Pour évaluer le revenu potentiel de l'opération pour un pays, on additionne pour chacune des multinationales qui y siègent la différence entre le taux effectif qu'elles paient dans d’autres pays et le seuil de 15%. La Belgique pourrait ainsi espérer 10,5 milliards d’euros par an avec le seuil que propose le G7 s'il est bien "effectif".

Quelle réaction des pays partenaires?

Un chiffre qui serait revu à la baisse si les autres pays décidaient de relever leur taux effectif pour récupérer des rentrées fiscales qui, sans ça, seraient perçues ailleurs. "Les conséquences d’un taux minimum d’imposition sont difficiles à évaluer: on n’a pas de visibilité sur l’attitude des pays partenaires, la réaction des paradis fiscaux. Mais à court terme, je ne m’attends pas à ce qu’ils augmentent tout à coup leurs impôts", indique Mona Barake, co-auteure du rapport.

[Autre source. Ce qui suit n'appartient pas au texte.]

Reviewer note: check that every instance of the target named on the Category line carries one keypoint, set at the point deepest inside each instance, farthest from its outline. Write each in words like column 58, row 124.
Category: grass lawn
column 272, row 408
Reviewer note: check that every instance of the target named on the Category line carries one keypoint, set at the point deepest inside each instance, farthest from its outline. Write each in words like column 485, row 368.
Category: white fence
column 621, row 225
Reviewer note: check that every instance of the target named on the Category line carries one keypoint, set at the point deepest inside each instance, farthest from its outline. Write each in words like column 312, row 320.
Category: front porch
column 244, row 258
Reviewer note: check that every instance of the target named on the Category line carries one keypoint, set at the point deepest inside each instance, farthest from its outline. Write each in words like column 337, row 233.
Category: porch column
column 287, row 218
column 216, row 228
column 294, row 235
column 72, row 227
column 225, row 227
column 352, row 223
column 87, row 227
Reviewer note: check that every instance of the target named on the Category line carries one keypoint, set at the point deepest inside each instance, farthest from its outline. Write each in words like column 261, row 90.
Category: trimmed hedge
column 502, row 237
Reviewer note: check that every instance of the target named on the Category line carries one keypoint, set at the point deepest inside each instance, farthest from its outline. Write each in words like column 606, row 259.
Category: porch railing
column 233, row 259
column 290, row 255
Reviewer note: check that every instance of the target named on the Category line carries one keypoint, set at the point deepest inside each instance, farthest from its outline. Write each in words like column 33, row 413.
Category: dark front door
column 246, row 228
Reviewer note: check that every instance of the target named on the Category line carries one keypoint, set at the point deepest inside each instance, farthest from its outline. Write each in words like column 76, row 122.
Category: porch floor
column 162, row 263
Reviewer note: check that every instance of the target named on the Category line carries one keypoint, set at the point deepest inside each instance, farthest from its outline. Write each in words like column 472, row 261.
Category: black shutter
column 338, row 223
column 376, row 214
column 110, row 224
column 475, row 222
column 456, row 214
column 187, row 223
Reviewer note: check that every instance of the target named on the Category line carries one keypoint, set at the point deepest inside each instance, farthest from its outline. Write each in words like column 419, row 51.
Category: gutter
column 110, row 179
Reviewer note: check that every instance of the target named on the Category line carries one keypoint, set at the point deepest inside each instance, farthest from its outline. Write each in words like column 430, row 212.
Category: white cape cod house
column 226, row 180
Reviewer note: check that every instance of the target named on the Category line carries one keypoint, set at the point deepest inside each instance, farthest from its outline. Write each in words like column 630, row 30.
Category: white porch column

Après le signal politique fort du G7, on attend donc les détails. Sur ce taux minimum et sur l’autre volet de l’accord en préparation, plus anecdotique sur le plan des rentrées, mais révolutionnaire en ce qu’il doit adapter le système fiscal à l’économie dématérialisée. Le G20 tentera de boucler un accord à Venise le mois prochain.

Le résumé

  • Sur le papier, un seuil minimum mondial de taxation effective des multinationales à 15% pourrait rapporter 10,5 milliards d'euros à la Belgique.
  • Le G7 s'est accordé samedi sur un tel seuil, mais ne précise pas s'il devrait être effectif.
  • Difficile aussi d'anticiper l'effet d'une telle réforme sur l'attitude des juridictions et la mobilité des entreprises.
  • On attend donc la suite pour plus de détails: le G20 de juillet.